I didn’t reply, because I didn’t dare to promise, and just bowed silently before him, as if in agreement, intending to leave, but he stretched out his hand to me, as if I were supposed to kiss it – as if it were my sweetheart’s hand.

“You’ll kindly forgive me, but my old limbs won’t let me get up from my chair. Please leave the doors open, so I can hear when Erika stirs. If you need to, come and see me. Talking with you is so interesting, but now I’m so tired that I’ll have a little nap before Erika comes. Then I’ll have to stir my stumps anyway.”

Those were the last words I heard from him. Outside, my first thought was, did the old man – that is what I called him, for some reason, as soon as I got outside – really believe everything he told me, or did he only tell me to convince me and thus get me to give up my love?
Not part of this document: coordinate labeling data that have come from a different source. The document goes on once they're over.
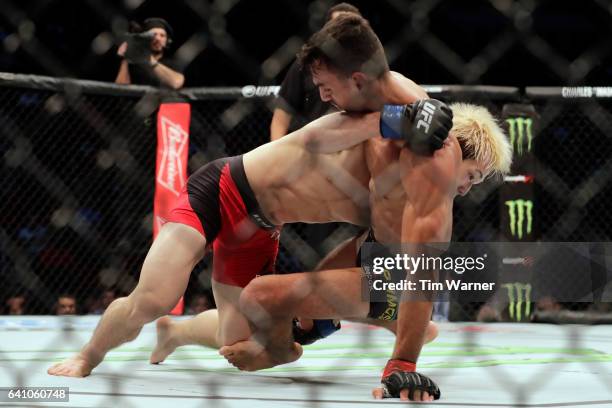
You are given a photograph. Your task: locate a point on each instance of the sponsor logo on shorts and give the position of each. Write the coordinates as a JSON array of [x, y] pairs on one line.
[[520, 131], [520, 214], [174, 139], [427, 115], [519, 300]]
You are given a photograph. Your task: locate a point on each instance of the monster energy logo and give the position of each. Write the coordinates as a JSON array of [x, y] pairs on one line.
[[520, 212], [519, 128], [518, 294]]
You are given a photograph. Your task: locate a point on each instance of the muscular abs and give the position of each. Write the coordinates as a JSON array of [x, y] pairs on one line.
[[312, 187], [387, 195]]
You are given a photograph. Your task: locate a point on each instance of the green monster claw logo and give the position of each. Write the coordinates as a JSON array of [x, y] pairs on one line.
[[520, 211], [523, 295], [518, 128]]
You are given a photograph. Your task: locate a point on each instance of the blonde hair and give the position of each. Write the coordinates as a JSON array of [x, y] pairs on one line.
[[481, 138]]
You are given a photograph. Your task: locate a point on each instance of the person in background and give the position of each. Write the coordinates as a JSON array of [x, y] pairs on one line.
[[298, 101], [66, 305], [142, 59], [16, 305]]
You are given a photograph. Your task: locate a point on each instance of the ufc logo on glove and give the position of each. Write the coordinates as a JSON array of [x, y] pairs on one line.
[[427, 113]]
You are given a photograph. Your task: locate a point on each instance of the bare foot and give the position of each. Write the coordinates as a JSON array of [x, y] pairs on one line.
[[76, 366], [251, 356], [165, 344]]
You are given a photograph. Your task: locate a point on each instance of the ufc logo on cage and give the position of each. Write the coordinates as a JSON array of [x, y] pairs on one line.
[[427, 113]]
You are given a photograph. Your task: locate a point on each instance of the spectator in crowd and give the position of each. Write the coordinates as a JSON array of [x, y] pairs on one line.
[[298, 100], [199, 303], [142, 56], [66, 305], [16, 305]]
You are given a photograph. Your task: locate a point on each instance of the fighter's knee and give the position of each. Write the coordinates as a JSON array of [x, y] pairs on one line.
[[257, 295], [146, 307]]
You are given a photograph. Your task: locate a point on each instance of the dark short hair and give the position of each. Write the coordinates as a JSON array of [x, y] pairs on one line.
[[341, 8], [346, 44], [156, 22]]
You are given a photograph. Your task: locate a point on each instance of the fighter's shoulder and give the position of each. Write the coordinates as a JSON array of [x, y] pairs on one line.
[[438, 169], [409, 86]]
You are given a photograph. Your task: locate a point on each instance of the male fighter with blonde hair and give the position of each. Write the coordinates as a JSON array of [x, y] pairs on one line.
[[475, 149], [236, 205], [349, 67]]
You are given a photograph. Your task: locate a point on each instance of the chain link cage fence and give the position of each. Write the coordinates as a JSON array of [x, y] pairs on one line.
[[77, 157], [78, 176]]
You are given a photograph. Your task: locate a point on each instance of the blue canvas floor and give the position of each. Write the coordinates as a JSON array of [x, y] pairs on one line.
[[492, 365]]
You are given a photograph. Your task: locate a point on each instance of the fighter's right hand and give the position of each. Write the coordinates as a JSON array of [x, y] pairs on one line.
[[122, 49], [400, 380], [423, 125]]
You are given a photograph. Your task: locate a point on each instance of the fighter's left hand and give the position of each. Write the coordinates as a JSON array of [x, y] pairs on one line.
[[400, 380]]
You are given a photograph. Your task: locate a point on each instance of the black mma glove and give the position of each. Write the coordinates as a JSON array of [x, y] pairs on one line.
[[423, 125], [401, 374]]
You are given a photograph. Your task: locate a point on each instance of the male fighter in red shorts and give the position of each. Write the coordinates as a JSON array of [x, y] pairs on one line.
[[411, 201], [316, 174]]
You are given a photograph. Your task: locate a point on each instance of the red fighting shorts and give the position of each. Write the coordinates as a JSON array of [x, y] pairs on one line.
[[219, 202]]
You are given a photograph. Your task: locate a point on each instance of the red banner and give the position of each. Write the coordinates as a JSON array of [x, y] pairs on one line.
[[171, 165]]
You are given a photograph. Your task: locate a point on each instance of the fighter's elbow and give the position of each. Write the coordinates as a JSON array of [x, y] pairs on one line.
[[178, 81], [310, 139]]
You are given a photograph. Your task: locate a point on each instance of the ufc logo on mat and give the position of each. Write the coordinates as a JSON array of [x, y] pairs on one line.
[[427, 113]]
I would still like to know that even now, as I write these lines. Did he really think I was the spineless and shapeless mollusc that he tried to convince me I was, or was it just his stratagem?

 

When I got back to my workplace, greatly delayed, I had a feeling that the whole world could read in my face what had happened to me in the past hour and a half. And evidently it was not only my feeling, for otherwise why would my colleague, who had previously advised me so personally and sagely, ask me without demur, “No luck, eh?”

“No,” I replied.

“Did you want to get a new one or extend an old one?”

“Get a new one,” I explained.

“Then things are not too bad,” he consoled me. “Loans that aren’t agreed are never called in, and bonds that aren’t signed cannot be protested against through a notary.”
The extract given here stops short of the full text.